Canadian lawyer and politician

William Alexander Baird (September 10, 1867 - May 30, 1940), commonly referred to as W.A. Baird, was an Ontario lawyer and politician. He represented High Park in the Legislative Assembly of Ontario as a Conservative from 1926 until his death in 1940.

==Background==
He was born in Carlisle, Ontario in Middlesex County to Protestant parents of Irish ancestry. As a young man he went to Toronto to study law, graduating from Osgoode Hall in 1890. He received his B.C.L. from Trinity College in 1901 and located to Toronto Junction where he worked mostly in property law. Baird married Annie M. Gilbert in 1896, but did not have any children.

==Politics==
Baird soon became involved in local politics, and successfully ran for mayor of Toronto Junction in 1907, a position in which he was re-elected the following year. He was instrumental in getting the town incorporated as the City of West Toronto in 1908, and was still mayor when the town was annexed by the City of Toronto in 1909, making him the only mayor the City of West Toronto ever had.

Baird remained involved in politics, joining the Toronto City Council as an alderman, a position he held until 1912. Drawing on his experience in property law and his interest in recreation, Baird was instrumental in establishing parkspace in the city, particularly in the Junction area. He helped establish a park at Keele and Humberside streets directly across from his house, a park which was later named in his honour. He was also an inaugural member of the lawn bowling club which remains active on the site. In addition, his efforts also helped establish Beresford Park, a parkette on Gilmour Avenue just north of Annette Street, as well as some tracts in the Davenport area.

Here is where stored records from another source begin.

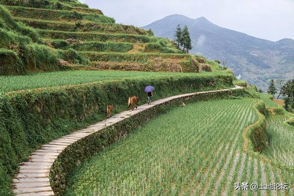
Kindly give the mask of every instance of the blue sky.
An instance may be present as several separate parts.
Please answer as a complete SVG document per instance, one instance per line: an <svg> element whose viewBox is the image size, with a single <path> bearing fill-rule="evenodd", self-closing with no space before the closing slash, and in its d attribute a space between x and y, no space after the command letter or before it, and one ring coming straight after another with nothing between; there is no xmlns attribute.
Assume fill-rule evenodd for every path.
<svg viewBox="0 0 294 196"><path fill-rule="evenodd" d="M118 23L143 26L174 14L204 16L260 38L294 39L294 0L82 0Z"/></svg>

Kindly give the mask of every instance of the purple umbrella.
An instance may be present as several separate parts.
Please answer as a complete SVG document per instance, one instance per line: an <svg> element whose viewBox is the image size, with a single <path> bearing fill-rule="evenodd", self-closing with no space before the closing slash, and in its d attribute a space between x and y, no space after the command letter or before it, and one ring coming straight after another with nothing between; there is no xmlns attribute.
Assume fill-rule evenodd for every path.
<svg viewBox="0 0 294 196"><path fill-rule="evenodd" d="M153 92L155 90L155 88L154 86L147 86L145 87L144 89L144 92L145 93L150 93L151 92Z"/></svg>

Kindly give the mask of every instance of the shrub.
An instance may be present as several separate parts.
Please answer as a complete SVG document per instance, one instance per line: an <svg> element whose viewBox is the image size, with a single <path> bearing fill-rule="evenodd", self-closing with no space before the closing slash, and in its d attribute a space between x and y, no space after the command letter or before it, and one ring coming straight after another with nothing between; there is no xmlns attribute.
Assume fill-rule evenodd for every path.
<svg viewBox="0 0 294 196"><path fill-rule="evenodd" d="M204 72L212 72L212 68L210 65L201 64L200 65L200 70Z"/></svg>
<svg viewBox="0 0 294 196"><path fill-rule="evenodd" d="M294 126L294 119L292 119L288 121L287 123L291 125Z"/></svg>

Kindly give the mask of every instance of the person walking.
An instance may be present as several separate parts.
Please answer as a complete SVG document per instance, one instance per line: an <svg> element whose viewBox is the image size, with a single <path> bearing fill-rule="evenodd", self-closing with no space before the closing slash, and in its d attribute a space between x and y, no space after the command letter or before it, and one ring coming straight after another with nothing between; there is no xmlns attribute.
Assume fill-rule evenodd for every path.
<svg viewBox="0 0 294 196"><path fill-rule="evenodd" d="M144 92L147 93L147 96L148 97L148 105L150 105L152 103L152 97L153 94L152 93L155 90L154 86L147 86L144 88Z"/></svg>
<svg viewBox="0 0 294 196"><path fill-rule="evenodd" d="M148 96L148 105L150 105L151 103L152 103L152 92L149 92L147 93L147 95Z"/></svg>

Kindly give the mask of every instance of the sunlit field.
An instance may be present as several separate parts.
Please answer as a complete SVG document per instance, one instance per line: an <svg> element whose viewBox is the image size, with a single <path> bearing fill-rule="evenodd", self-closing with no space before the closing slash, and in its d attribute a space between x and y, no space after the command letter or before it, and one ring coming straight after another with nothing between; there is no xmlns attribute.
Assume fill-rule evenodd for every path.
<svg viewBox="0 0 294 196"><path fill-rule="evenodd" d="M257 120L256 101L173 109L83 164L65 195L251 195L234 183L282 182L279 169L243 152L242 133Z"/></svg>

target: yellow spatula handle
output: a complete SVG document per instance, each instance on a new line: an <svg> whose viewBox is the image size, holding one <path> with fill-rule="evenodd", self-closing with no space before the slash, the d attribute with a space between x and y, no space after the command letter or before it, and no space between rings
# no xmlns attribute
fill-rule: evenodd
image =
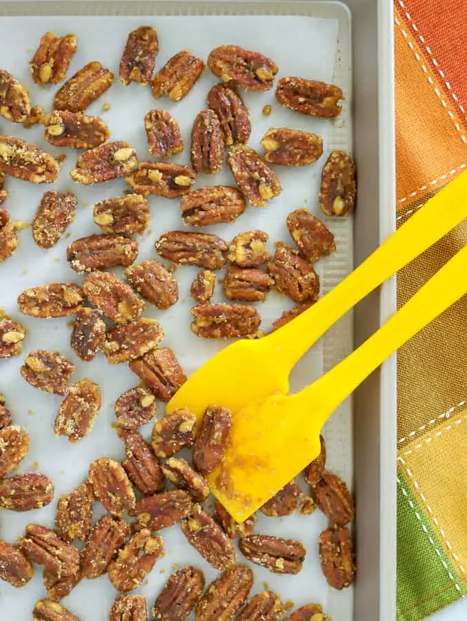
<svg viewBox="0 0 467 621"><path fill-rule="evenodd" d="M265 350L277 355L290 372L305 352L348 310L466 217L467 171L430 199L319 304L262 339Z"/></svg>

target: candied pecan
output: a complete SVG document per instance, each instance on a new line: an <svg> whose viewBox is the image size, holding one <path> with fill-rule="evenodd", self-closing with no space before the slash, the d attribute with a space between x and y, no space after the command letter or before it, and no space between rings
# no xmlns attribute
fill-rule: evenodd
<svg viewBox="0 0 467 621"><path fill-rule="evenodd" d="M123 50L119 75L124 86L138 82L147 86L152 79L152 72L159 52L157 33L151 26L140 26L129 34Z"/></svg>
<svg viewBox="0 0 467 621"><path fill-rule="evenodd" d="M89 466L89 480L94 495L109 513L119 517L123 509L135 506L135 492L128 477L118 462L99 457Z"/></svg>
<svg viewBox="0 0 467 621"><path fill-rule="evenodd" d="M241 192L230 186L208 186L190 192L180 201L181 217L190 226L233 222L245 211Z"/></svg>
<svg viewBox="0 0 467 621"><path fill-rule="evenodd" d="M253 572L235 565L209 585L196 609L197 621L232 621L246 601L253 586Z"/></svg>
<svg viewBox="0 0 467 621"><path fill-rule="evenodd" d="M283 166L306 166L323 155L323 139L310 132L270 127L261 140L263 159Z"/></svg>
<svg viewBox="0 0 467 621"><path fill-rule="evenodd" d="M125 270L132 287L157 308L165 310L179 299L179 286L170 272L159 261L143 261Z"/></svg>
<svg viewBox="0 0 467 621"><path fill-rule="evenodd" d="M99 62L88 63L57 91L54 110L83 112L112 86L114 75Z"/></svg>
<svg viewBox="0 0 467 621"><path fill-rule="evenodd" d="M168 161L141 161L126 178L133 192L177 198L190 192L195 172L188 166Z"/></svg>
<svg viewBox="0 0 467 621"><path fill-rule="evenodd" d="M57 181L60 166L53 155L20 138L0 136L0 172L32 184Z"/></svg>
<svg viewBox="0 0 467 621"><path fill-rule="evenodd" d="M186 375L169 347L157 347L142 357L132 360L130 368L158 399L166 402L186 382Z"/></svg>
<svg viewBox="0 0 467 621"><path fill-rule="evenodd" d="M150 110L144 115L144 128L151 155L169 157L183 150L180 126L166 110Z"/></svg>
<svg viewBox="0 0 467 621"><path fill-rule="evenodd" d="M159 621L185 621L198 603L204 589L201 569L188 565L169 578L152 608Z"/></svg>
<svg viewBox="0 0 467 621"><path fill-rule="evenodd" d="M350 531L346 526L331 526L319 535L319 558L328 583L341 591L350 586L355 575Z"/></svg>
<svg viewBox="0 0 467 621"><path fill-rule="evenodd" d="M198 304L190 310L192 332L203 339L230 339L254 335L261 317L246 304Z"/></svg>
<svg viewBox="0 0 467 621"><path fill-rule="evenodd" d="M98 520L81 552L83 577L92 580L103 575L129 534L130 528L123 520L111 515Z"/></svg>
<svg viewBox="0 0 467 621"><path fill-rule="evenodd" d="M66 249L70 267L79 274L118 266L128 267L137 256L137 241L115 235L80 237Z"/></svg>
<svg viewBox="0 0 467 621"><path fill-rule="evenodd" d="M253 207L264 207L282 191L272 169L246 144L230 147L227 164L239 188Z"/></svg>
<svg viewBox="0 0 467 621"><path fill-rule="evenodd" d="M54 110L43 119L43 137L54 146L92 149L110 136L105 121L80 112Z"/></svg>
<svg viewBox="0 0 467 621"><path fill-rule="evenodd" d="M339 101L344 99L339 86L295 76L281 78L276 88L276 99L281 106L323 119L340 115Z"/></svg>
<svg viewBox="0 0 467 621"><path fill-rule="evenodd" d="M0 509L31 511L50 504L54 485L46 475L28 472L0 480Z"/></svg>
<svg viewBox="0 0 467 621"><path fill-rule="evenodd" d="M33 573L29 559L16 546L0 540L0 579L18 588L24 586Z"/></svg>
<svg viewBox="0 0 467 621"><path fill-rule="evenodd" d="M109 580L117 591L132 591L143 582L163 552L161 537L152 537L148 529L139 531L109 565Z"/></svg>
<svg viewBox="0 0 467 621"><path fill-rule="evenodd" d="M155 75L152 97L159 99L163 95L179 101L187 95L204 71L202 59L193 56L189 50L183 50L166 63Z"/></svg>
<svg viewBox="0 0 467 621"><path fill-rule="evenodd" d="M299 542L270 535L250 535L240 540L239 547L252 563L274 573L298 573L306 554Z"/></svg>
<svg viewBox="0 0 467 621"><path fill-rule="evenodd" d="M157 457L170 457L195 441L197 418L186 408L174 410L157 420L152 429L152 448Z"/></svg>
<svg viewBox="0 0 467 621"><path fill-rule="evenodd" d="M246 90L270 90L278 71L270 58L239 46L221 46L212 50L208 66L224 82L232 80Z"/></svg>

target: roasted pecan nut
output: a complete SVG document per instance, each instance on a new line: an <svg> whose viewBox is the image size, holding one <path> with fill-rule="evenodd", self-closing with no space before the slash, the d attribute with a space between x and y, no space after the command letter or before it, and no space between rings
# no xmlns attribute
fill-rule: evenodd
<svg viewBox="0 0 467 621"><path fill-rule="evenodd" d="M141 161L126 182L139 194L177 198L190 192L195 172L188 166L168 161Z"/></svg>
<svg viewBox="0 0 467 621"><path fill-rule="evenodd" d="M169 347L153 348L142 357L132 360L130 368L158 399L166 402L186 382L186 375Z"/></svg>
<svg viewBox="0 0 467 621"><path fill-rule="evenodd" d="M54 110L83 112L112 86L113 81L113 73L100 63L88 63L57 91Z"/></svg>
<svg viewBox="0 0 467 621"><path fill-rule="evenodd" d="M230 339L257 333L261 317L246 304L198 304L190 310L192 332L203 339Z"/></svg>
<svg viewBox="0 0 467 621"><path fill-rule="evenodd" d="M166 110L150 110L144 115L144 128L151 155L169 157L183 150L180 126Z"/></svg>
<svg viewBox="0 0 467 621"><path fill-rule="evenodd" d="M215 569L223 571L237 562L232 542L217 522L195 504L191 515L181 522L186 540Z"/></svg>
<svg viewBox="0 0 467 621"><path fill-rule="evenodd" d="M130 534L126 522L104 515L91 530L81 552L81 573L92 580L104 574Z"/></svg>
<svg viewBox="0 0 467 621"><path fill-rule="evenodd" d="M20 138L0 136L0 172L32 184L51 184L59 178L55 158Z"/></svg>
<svg viewBox="0 0 467 621"><path fill-rule="evenodd" d="M159 52L157 33L151 26L140 26L128 34L120 61L119 75L124 86L138 82L147 86L152 79L152 72Z"/></svg>
<svg viewBox="0 0 467 621"><path fill-rule="evenodd" d="M208 66L224 82L232 80L246 90L270 90L278 71L270 58L239 46L221 46L212 50Z"/></svg>
<svg viewBox="0 0 467 621"><path fill-rule="evenodd" d="M263 136L261 145L268 164L283 166L306 166L323 155L323 139L310 132L286 127L271 127Z"/></svg>
<svg viewBox="0 0 467 621"><path fill-rule="evenodd" d="M189 565L170 577L152 608L158 621L185 621L204 590L204 575Z"/></svg>
<svg viewBox="0 0 467 621"><path fill-rule="evenodd" d="M193 56L189 50L183 50L166 63L154 77L152 97L163 95L179 101L187 95L204 71L204 62Z"/></svg>
<svg viewBox="0 0 467 621"><path fill-rule="evenodd" d="M128 477L118 462L99 457L89 466L89 480L94 495L112 515L120 517L123 509L135 506L135 492Z"/></svg>
<svg viewBox="0 0 467 621"><path fill-rule="evenodd" d="M246 144L230 147L227 164L239 188L253 207L264 207L282 191L272 169Z"/></svg>
<svg viewBox="0 0 467 621"><path fill-rule="evenodd" d="M346 526L331 526L319 535L319 558L328 583L341 591L350 586L355 575L350 531Z"/></svg>
<svg viewBox="0 0 467 621"><path fill-rule="evenodd" d="M31 112L29 91L18 80L0 70L0 115L14 123L23 123Z"/></svg>
<svg viewBox="0 0 467 621"><path fill-rule="evenodd" d="M54 433L70 442L83 440L92 428L101 408L101 389L90 379L80 379L70 388L55 418Z"/></svg>
<svg viewBox="0 0 467 621"><path fill-rule="evenodd" d="M299 542L270 535L250 535L240 540L239 547L249 561L273 573L298 573L306 554Z"/></svg>
<svg viewBox="0 0 467 621"><path fill-rule="evenodd" d="M227 569L199 600L197 621L232 621L246 601L253 586L253 572L245 565Z"/></svg>
<svg viewBox="0 0 467 621"><path fill-rule="evenodd" d="M133 535L110 563L109 580L117 591L132 591L143 582L163 552L162 538L152 537L150 530L143 529Z"/></svg>
<svg viewBox="0 0 467 621"><path fill-rule="evenodd" d="M118 266L128 267L137 256L137 241L115 235L80 237L66 249L70 266L79 274Z"/></svg>
<svg viewBox="0 0 467 621"><path fill-rule="evenodd" d="M246 208L241 192L230 186L208 186L190 192L180 201L181 217L189 226L233 222Z"/></svg>
<svg viewBox="0 0 467 621"><path fill-rule="evenodd" d="M186 408L174 410L157 420L152 429L152 448L160 457L170 457L195 441L197 418Z"/></svg>
<svg viewBox="0 0 467 621"><path fill-rule="evenodd" d="M281 106L323 119L340 115L339 101L344 99L339 86L295 76L281 78L276 88L276 99Z"/></svg>
<svg viewBox="0 0 467 621"><path fill-rule="evenodd" d="M99 117L54 110L43 119L43 137L54 146L93 149L108 140L110 132Z"/></svg>

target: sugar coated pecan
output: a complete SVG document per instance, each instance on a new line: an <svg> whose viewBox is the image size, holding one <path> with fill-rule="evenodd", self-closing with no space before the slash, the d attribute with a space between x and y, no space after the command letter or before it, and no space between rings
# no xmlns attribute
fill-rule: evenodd
<svg viewBox="0 0 467 621"><path fill-rule="evenodd" d="M355 208L355 165L344 151L332 151L321 175L319 204L328 216L345 216Z"/></svg>
<svg viewBox="0 0 467 621"><path fill-rule="evenodd" d="M201 569L188 565L172 573L152 608L158 621L185 621L204 590Z"/></svg>
<svg viewBox="0 0 467 621"><path fill-rule="evenodd" d="M350 586L355 575L350 531L331 526L319 535L321 567L328 583L341 591Z"/></svg>
<svg viewBox="0 0 467 621"><path fill-rule="evenodd" d="M286 127L271 127L263 136L261 145L265 161L284 166L306 166L323 155L323 139L310 132Z"/></svg>
<svg viewBox="0 0 467 621"><path fill-rule="evenodd" d="M99 117L54 110L43 119L43 137L54 146L93 149L108 140L110 132Z"/></svg>
<svg viewBox="0 0 467 621"><path fill-rule="evenodd" d="M224 82L232 80L246 90L270 90L278 71L270 58L239 46L221 46L212 50L208 66Z"/></svg>
<svg viewBox="0 0 467 621"><path fill-rule="evenodd" d="M245 565L227 569L209 585L196 609L197 621L232 621L246 602L253 572Z"/></svg>
<svg viewBox="0 0 467 621"><path fill-rule="evenodd" d="M144 115L144 128L151 155L169 157L183 150L180 126L166 110L150 110Z"/></svg>
<svg viewBox="0 0 467 621"><path fill-rule="evenodd" d="M195 504L191 515L181 523L187 541L215 569L224 570L237 561L232 542L217 522Z"/></svg>
<svg viewBox="0 0 467 621"><path fill-rule="evenodd" d="M189 226L233 222L245 211L241 192L230 186L208 186L190 192L180 201L181 217Z"/></svg>
<svg viewBox="0 0 467 621"><path fill-rule="evenodd" d="M217 115L226 146L248 141L248 109L232 83L215 84L208 93L208 106Z"/></svg>
<svg viewBox="0 0 467 621"><path fill-rule="evenodd" d="M239 546L249 561L274 573L298 573L306 554L299 542L270 535L250 535Z"/></svg>
<svg viewBox="0 0 467 621"><path fill-rule="evenodd" d="M113 234L80 237L66 249L70 266L79 274L118 266L128 267L137 256L137 241Z"/></svg>
<svg viewBox="0 0 467 621"><path fill-rule="evenodd" d="M74 365L57 351L34 349L19 371L26 381L39 391L64 395Z"/></svg>
<svg viewBox="0 0 467 621"><path fill-rule="evenodd" d="M201 58L193 56L189 50L183 50L166 63L154 77L152 97L159 99L163 95L179 101L187 95L204 71Z"/></svg>
<svg viewBox="0 0 467 621"><path fill-rule="evenodd" d="M250 147L245 144L230 147L227 164L239 188L253 207L264 207L282 191L272 169Z"/></svg>
<svg viewBox="0 0 467 621"><path fill-rule="evenodd" d="M83 578L92 580L104 574L130 534L126 522L104 515L91 530L81 555Z"/></svg>
<svg viewBox="0 0 467 621"><path fill-rule="evenodd" d="M230 339L257 333L261 317L246 304L198 304L190 310L192 332L203 339Z"/></svg>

Following his departure from city council, Baird remained involved in the West York Conservative Association, and was the main in-party opposition to the incumbent MPP Forbes Godfrey, as the two disagreed on the issue of local option which enabled the ward to impose a ban on alcohol sales. In 1926, Baird was duly put up for the nomination by the Conservatives, and handily won an election as the chief opposition came not from the Liberals, but from the Prohibition Party, who advocated province-wide prohibition. Although a quiet MPP, Baird was re-elected three times before he died in 1940. He seat was subsequently filled in the 1943 election by future-premier George Drew.